Documentos e itens apreendidos são perdidos após incêndios no Deic

Materiais foram destruídos, mas, segundo o departamento, as investigações não foram prejudicadas. Os episódios, porém, acenderam o alerta de entidades de classe, que questionam as condições de trabalho dos servidores

Prédio que pegou fogo em três ocasiões no final de janeiro

Por
Marcel Horowitz

Apreensões e documentos da Polícia Civil foram destruídos por três incêndios em sequência que atingiram o Departamento Estadual de Investigações Criminais (Deic), no final de janeiro, em Porto Alegre. De acordo com a alta cúpula da instituição, mesmo com a perda dos materiais, as investigações e ofensivas do órgão não foram prejudicadas. Os episódios acenderam o alerta de entidades de classe, que questionam as condições de trabalho oferecidas aos servidores e cobram mais rigor na fiscalização em prédios da segurança pública.

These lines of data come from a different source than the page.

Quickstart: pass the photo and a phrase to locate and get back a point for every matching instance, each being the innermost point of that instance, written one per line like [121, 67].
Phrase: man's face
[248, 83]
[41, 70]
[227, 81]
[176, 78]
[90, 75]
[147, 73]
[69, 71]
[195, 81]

O primeiro incidente foi registrado no final da manhã de 24 de janeiro, no prédio F da antiga sede da Companhia Estadual de Energia Elétrica (CEEE), que fica na avenida Joaquim Porto Villanova, no bairro Jardim Carvalho. A estrutura reservava dois andares para abrigar os policiais do Deic, que teve a antiga sede destruída pelas chuvas e enchentes em maio do ano passado.

Naquela sexta-feira, por volta das 11h, teve início um incêndio no terceiro piso. A fumaça tomou conta do prédio e os agentes que estavam ali foram obrigados a abandonar o trabalho às pressas. Foi preciso convocar duas equipes de bombeiros, sendo os pelotões Passo D'Areia e Açorianos, para controlar as chamas. A operação somou dois caminhões Auto Bomba Tanque (ATB) e seis militares. Ninguém ficou ferido.

No mesmo edifício, foram registrados outros dois princípios de incêndio, também no terceiro andar do local. As ocorrências aconteceram ao longo do final de semana que sucedeu o primeiro incidente. Um caso foi no sábado e outro, domingo. Novamente se instaurou um corre-corre entre os agentes que estavam de serviço. Mais uma vez, não houve feridos.

As chamas, em todos os três casos, teriam começado em um cômodo que servia de depósito para o departamento. O fogo consumiu por completo alguns dos materiais apreendidos em operações, além de documentos e inquéritos. Os itens que não foram carbonizados perderam a utilidade uma vez que ficaram totalmente encharcados durante a ação dos bombeiros para controlar as chamas.

Caixas de plástico com armas ficaram queimadas nas chamas que atingiram o 3° andar da nova sede do DEIC | Foto: Marcelo Sousa / Ugeirm / CP

Segundo a diretora do Deic, delegada Vanessa Pitrez, o ocorrido não chegou a prejudicar os trabalhos no departamento. Ela reconhece que houve apreensões perdidas no fogo, mas diz que esses eram materiais fruto de apurações já concluídas. Em relação aos inquéritos, o argumento é que todos os conteúdos já estavam digitalizados, por isso, nenhum processo investigativo teria sido afetado.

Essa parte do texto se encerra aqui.